2. Sayfa - Toplam 3 Sayfa var BirinciBirinci 123 SonuncuSonuncu
Toplam 22 sonuçtan 11 ile 20 arasındakiler gösteriliyor.
  1. #11

    Re: "iyi öğretmen" kavramının içeriği nedir?

    İyi öğretmen öncelikle çocukları seven, mesleğini seven, yeniliklere açık,sürekli kendisini yetiştiren, okuyan,öğrencilerinin her türlü sorunları ile ilgilenen, öğrencisine sevecen davranan ve sabırlı olan öğretmendir.
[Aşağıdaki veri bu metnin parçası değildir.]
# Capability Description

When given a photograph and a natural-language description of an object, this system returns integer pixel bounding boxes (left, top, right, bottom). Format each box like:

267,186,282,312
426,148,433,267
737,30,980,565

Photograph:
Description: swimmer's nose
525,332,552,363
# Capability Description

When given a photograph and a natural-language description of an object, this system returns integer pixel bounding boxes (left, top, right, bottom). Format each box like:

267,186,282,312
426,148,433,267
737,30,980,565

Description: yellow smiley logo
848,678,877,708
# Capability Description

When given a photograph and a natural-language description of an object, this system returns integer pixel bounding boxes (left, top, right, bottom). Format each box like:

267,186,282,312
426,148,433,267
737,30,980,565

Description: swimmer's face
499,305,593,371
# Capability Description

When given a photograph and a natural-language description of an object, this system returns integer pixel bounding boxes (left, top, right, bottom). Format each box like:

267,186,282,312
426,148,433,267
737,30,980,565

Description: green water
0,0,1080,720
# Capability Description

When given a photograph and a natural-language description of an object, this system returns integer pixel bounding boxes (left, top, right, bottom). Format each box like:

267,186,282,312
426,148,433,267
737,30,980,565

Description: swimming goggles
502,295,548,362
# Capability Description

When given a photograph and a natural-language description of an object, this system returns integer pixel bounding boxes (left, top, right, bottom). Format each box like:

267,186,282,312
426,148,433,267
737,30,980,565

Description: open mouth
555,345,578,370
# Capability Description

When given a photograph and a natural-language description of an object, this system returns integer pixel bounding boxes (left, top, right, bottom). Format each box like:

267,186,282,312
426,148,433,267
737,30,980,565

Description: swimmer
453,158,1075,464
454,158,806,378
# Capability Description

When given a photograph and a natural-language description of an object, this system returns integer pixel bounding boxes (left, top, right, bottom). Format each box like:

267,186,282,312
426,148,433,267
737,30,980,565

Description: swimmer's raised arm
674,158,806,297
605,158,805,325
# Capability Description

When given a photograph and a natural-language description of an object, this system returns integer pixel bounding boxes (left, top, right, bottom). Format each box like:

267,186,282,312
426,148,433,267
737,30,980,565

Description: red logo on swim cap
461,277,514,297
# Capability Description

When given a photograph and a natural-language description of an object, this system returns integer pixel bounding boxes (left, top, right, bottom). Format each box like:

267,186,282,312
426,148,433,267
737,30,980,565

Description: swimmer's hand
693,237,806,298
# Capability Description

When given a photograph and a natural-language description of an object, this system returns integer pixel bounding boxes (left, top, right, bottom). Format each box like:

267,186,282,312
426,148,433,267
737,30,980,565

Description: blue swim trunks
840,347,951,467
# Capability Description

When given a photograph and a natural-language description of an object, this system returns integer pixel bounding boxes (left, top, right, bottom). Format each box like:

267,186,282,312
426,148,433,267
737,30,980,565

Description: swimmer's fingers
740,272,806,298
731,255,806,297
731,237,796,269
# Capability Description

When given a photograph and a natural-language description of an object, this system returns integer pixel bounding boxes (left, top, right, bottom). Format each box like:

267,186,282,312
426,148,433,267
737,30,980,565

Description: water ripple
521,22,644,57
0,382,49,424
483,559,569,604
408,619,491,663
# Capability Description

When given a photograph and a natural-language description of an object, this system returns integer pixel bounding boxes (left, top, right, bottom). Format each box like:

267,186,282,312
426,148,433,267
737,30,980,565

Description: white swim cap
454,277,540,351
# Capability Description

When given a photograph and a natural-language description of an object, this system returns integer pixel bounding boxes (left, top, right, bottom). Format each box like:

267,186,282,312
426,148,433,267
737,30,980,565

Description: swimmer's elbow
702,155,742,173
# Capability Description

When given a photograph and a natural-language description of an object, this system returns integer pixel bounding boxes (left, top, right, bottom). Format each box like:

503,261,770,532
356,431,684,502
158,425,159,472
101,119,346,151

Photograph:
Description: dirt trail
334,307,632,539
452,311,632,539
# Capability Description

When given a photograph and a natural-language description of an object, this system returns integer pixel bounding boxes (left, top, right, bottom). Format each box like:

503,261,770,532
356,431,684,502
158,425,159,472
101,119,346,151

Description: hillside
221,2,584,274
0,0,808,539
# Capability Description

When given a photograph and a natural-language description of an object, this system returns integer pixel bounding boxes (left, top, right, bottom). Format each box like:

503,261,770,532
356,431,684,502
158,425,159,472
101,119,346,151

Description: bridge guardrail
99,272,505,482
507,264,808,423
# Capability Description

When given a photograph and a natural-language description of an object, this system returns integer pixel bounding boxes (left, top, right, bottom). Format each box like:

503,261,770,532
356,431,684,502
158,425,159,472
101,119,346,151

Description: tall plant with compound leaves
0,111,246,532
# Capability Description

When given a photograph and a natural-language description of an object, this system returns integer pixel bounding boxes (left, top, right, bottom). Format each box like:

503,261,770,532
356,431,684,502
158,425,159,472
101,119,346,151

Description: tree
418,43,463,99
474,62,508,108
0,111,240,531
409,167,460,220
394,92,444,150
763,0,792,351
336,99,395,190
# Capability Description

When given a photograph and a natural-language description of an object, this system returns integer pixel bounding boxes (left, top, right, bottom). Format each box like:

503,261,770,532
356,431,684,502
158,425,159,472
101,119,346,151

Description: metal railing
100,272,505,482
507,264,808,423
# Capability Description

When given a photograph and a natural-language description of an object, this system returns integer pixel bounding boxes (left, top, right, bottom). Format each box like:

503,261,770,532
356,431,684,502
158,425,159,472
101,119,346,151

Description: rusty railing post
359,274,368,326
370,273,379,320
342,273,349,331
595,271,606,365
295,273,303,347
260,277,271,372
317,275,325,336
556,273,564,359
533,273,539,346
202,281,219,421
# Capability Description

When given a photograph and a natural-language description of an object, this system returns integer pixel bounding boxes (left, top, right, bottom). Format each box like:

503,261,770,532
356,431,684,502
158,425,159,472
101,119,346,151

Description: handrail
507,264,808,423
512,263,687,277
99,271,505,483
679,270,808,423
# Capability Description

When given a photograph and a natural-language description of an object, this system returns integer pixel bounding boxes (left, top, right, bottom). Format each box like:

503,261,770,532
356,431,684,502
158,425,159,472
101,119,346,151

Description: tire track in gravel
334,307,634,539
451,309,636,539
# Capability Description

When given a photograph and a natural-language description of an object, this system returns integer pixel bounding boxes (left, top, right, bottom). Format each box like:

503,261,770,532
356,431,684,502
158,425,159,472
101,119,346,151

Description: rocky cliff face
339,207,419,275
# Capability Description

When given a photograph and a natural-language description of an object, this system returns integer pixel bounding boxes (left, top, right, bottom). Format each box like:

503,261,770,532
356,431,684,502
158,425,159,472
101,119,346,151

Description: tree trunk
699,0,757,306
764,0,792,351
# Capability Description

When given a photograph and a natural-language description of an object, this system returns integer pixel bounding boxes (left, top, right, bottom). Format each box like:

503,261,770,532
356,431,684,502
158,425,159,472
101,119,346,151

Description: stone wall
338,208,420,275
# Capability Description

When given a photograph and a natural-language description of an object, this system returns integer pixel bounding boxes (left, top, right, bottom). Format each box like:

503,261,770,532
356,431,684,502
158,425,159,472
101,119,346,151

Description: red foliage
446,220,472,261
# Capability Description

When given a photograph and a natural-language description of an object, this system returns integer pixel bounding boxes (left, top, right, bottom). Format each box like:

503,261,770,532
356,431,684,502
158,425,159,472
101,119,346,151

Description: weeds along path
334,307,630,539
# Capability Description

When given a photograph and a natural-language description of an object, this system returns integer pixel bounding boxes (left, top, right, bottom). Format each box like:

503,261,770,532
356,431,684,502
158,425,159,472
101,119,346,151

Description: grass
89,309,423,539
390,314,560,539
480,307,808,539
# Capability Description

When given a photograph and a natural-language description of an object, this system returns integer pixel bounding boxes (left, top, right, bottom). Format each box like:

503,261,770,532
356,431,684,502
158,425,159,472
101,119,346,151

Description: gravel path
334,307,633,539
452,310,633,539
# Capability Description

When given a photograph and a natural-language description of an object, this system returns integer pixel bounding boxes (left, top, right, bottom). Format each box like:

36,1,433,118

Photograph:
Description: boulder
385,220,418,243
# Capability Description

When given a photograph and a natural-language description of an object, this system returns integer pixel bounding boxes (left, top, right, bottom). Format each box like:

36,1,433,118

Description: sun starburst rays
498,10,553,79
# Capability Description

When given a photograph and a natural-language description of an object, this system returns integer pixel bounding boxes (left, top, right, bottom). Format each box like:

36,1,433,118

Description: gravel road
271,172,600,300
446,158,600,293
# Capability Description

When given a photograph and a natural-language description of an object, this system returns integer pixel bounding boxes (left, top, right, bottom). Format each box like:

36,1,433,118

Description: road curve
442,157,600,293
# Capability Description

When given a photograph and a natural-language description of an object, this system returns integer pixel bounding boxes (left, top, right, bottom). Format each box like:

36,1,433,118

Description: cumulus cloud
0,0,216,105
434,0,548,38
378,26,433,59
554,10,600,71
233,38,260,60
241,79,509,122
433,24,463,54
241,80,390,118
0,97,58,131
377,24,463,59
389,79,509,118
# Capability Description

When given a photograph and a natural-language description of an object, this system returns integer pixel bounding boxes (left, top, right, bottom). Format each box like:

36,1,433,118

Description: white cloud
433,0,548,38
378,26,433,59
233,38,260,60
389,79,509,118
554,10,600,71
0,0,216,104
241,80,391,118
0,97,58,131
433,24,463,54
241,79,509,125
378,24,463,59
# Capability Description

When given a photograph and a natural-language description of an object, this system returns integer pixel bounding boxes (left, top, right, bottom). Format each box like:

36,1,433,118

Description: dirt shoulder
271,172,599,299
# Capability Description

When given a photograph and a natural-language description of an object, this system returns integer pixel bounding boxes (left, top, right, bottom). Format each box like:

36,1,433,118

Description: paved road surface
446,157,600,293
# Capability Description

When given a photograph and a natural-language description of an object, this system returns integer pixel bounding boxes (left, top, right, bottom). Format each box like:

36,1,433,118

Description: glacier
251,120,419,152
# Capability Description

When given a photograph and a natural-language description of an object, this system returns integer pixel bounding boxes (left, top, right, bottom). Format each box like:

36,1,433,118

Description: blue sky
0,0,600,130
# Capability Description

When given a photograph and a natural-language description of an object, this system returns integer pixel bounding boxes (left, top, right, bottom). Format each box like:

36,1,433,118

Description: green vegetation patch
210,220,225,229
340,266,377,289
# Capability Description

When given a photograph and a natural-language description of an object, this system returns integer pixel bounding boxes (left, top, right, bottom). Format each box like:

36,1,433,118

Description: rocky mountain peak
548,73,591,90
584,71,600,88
    Tabi özellikle İstanbul'da 50 kişilik sınıflarla ve geçim sıkıntısı ile öğretmen nasıl bu özellikleri taşısın Bu da ayrı konu.

  2. #12
    Üyelik Tarihi
    31 Ocak 2003
    Bulunduğu Yer
    türkiye/istanbul
    Mesaj
    8.322

    Re: "iyi öğretmen" kavramının içeriği nedir?

    öğretmek bir yetenek işidir. (bunu çok iyi biliyorum, çünkü hayatımın bir döneminde ben de çok iyi bildiğim birşeyi öğretme tecrübesinde bulundum..) herkes bildiği şeyi anlaşılabilir bir şekilde aktaramaz karşısındakine.. bundan yola çıkarak, ilk kriterim öğretme yeteneğine sahip bir insan olmasıdır öğretmenin.. ikincisiyse özellikle ilkokul öğretmenleri için, çocuk psikolojisinden anlaması ve öğrencileri arasında ayrım yapmadan olabildiğince eşit davranmasıdır. bir de tabii çok önemli olan ve bunlardan ayrılamayacak bir şey daha, insan sevgisine sahip olması..
    böyle bir öğretmen bulan haber versin bana.. ah, 2 ilkokul öğretmenim oldu, ikisi de böyleydi işte.. sevgiyle anıyorum onları..

    not: hep söylerim, öğretmenler, doktorlar, hukukçular psikolojik ve ahlaki olarak mesleğe hazır olup olmadıklarına dair bir test/sınav vb den geçmeliler mesleğe başlamadan.. keşke mümkün olsa, değil mi?

  3. #13
    Üyelik Tarihi
    21 Mart 2003
    Bulunduğu Yer
    Gündüz Avrupa - Gece Asya
    Mesaj
    18.319

    Re: "iyi öğretmen" kavramının içeriği nedir?

    Arkadaşlar,


    Herşeyi yazmışlar
    ekliyeceğim şey;
    Çocuğuma örnek olabilecek davranışlar içerisinde olması.



  4. #14
    Üyelik Tarihi
    27 Mart 2003
    Bulunduğu Yer
    Koşuyolu İstanbul
    Mesaj
    1.282

    İyi öğretmen

    Çocuğun ruh halini anlayan

    Onun gözüyle olayları değerlendirebilen

    Sabırlı

    Güler yüzlü

    Babacan veya anaç

    Konusuna hakim ve bilgili

    Gündemi takip eden , bilgilerini güncelleyen

    Veli ile iş birliği yapabilen

  5. #15

    Re: Dayağın mazereti olabilir mi?

    Gecen gun CNBC-e'de konusu, ABD'deki devlet liselerinden (varoş) birindeki olaylar olan bir dizi seyrettim. Cok kısaca bahsedip konuyu bağlayacağım.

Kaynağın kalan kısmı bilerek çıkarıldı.